Les gens oublient souvent que notre travail, ici aux États-Unis, a un impact sur les populations du monde entier. Il faut que la solidarité de la classe ouvrière dépasse le système de l’État-nation; elle ne peut se limiter à la solidarité de la classe ouvrière au niveau national. Les membres de la classe ouvrière du monde entier doivent faire preuve d’une incroyable discipline pour s’assurer que leur travail ne nuit pas à d’autres personnes dans le monde.

CW: Quelle est la situation dans laquelle vous vous trouvez aujourd’hui après avoir été licencié de Google?

Z: C'est assez stressant de penser aux finances, mais je dirai que j'ai travaillé chez Google, et je pense que les gens qui travaillent dans la technologie sont en fait les mieux placés pour prendre le genre de risque que nous avons pris avec notre sit-in.

La réalité est que beaucoup d'autres personnes ne peuvent pas simplement arrêter de travailler. Nous ne disposons pas des structures nécessaires pour garantir que les gens bénéficient de soins de santé, qu'ils aient un toit au-dessus de leur tête, qu'ils aient quelque chose à manger.

Il y a une classe ouvrière et une classe dirigeante. Et même si, chez Google, les gens gagnent plus d'argent que dans le reste du monde. En fin de compte, nous n'avons pas le contrôle de notre travail.

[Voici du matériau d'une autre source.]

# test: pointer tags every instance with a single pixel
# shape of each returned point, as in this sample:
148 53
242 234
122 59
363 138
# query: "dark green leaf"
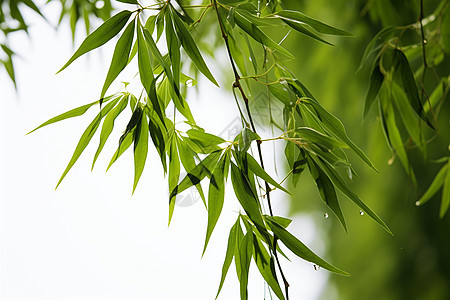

Je sais que les portes ont été fermées par cet emploi, et je ne serais pas surpris si je n’obtenais pas d’autres emplois à cause de cela. Je dirai simplement que ces emplois ne sont pas censés me convenir. Je réfléchis beaucoup aux types de technologies qui sont nécessaires pour servir les objectifs de résistance. Une grande partie de notre technologie est terrifiante à l’idée d’être entre les mains des grandes entreprises.

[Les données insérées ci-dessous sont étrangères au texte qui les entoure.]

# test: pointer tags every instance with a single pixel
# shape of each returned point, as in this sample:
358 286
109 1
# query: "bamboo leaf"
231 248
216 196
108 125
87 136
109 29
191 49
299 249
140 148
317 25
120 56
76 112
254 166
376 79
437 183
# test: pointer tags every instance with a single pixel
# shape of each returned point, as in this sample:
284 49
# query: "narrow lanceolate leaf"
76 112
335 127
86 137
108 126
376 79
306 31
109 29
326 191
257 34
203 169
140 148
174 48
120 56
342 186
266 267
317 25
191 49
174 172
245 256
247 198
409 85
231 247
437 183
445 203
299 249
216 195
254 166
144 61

Il y a quelques semaines, j'ai entendu dire que la police de New York avait demandé à ce que toutes les informations d’un compte Twitter lui soient remises à la suite d’une citation à comparaître. Twitter a informé le propriétaire du compte, mais c’est une décision de l’entreprise, ce n’est pas une décision que le propriétaire du compte peut prendre. Twitter a décidé d’informer le compte, mais que se passerait-il si Meta ne voulait pas informer cette personne?

Il y a cette quantité massive de données qui sont collectées et je crains beaucoup notre dépendance à l’égard des systèmes de la grande entreprise pour utiliser l’internet. Je veux être en mesure de créer un espace pour que la technologie résiste à cela et d’enseigner aux gens à quoi cette technologie pourrait ressembler. Nous la construisons de manière irresponsable sans être conscients de ce que nous construisons. Je suis guidé vers la réflexion sur les choses que je construis [en tant qu’ingénieur logiciel] et j’y réfléchis aussi après.

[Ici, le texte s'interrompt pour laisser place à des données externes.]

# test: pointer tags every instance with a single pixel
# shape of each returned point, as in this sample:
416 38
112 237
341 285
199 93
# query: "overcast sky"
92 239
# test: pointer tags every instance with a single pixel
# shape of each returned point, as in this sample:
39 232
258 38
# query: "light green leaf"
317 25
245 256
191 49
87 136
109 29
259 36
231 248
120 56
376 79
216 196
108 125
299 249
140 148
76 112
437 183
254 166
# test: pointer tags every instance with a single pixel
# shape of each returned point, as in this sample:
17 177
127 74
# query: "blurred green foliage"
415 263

La programmation lente est absolument nécessaire. Les gens doivent être plus lents et travailler avec intention. Il est vraiment nécessaire d’éduquer les gens à ce sujet. J’ai récemment regardé le film Oppenheimer, et j’ai beaucoup d’idées à ce sujet. Il me semble très pertinent à l’heure où nous voyons l’IA utilisée à des fins de génocide. Ce sont les armes de destruction massive d’aujourd’hui. Et je ne pense pas que suffisamment de gens aient fait ces parallèles et réalisé que nous sommes en train de voir cela à nouveau aujourd’hui.

CW: Merci beaucoup pour cet entretien.

Z: Merci. La raison pour laquelle j’aime faire de telles interviews, c’est le lien avec les autres travailleurs. Je pense qu’ils ont besoin de sentir qu'ils peuvent faire confiance à leurs collègues pour prendre des risques et faire ce qui est nécessaire pour mettre fin à ce génocide.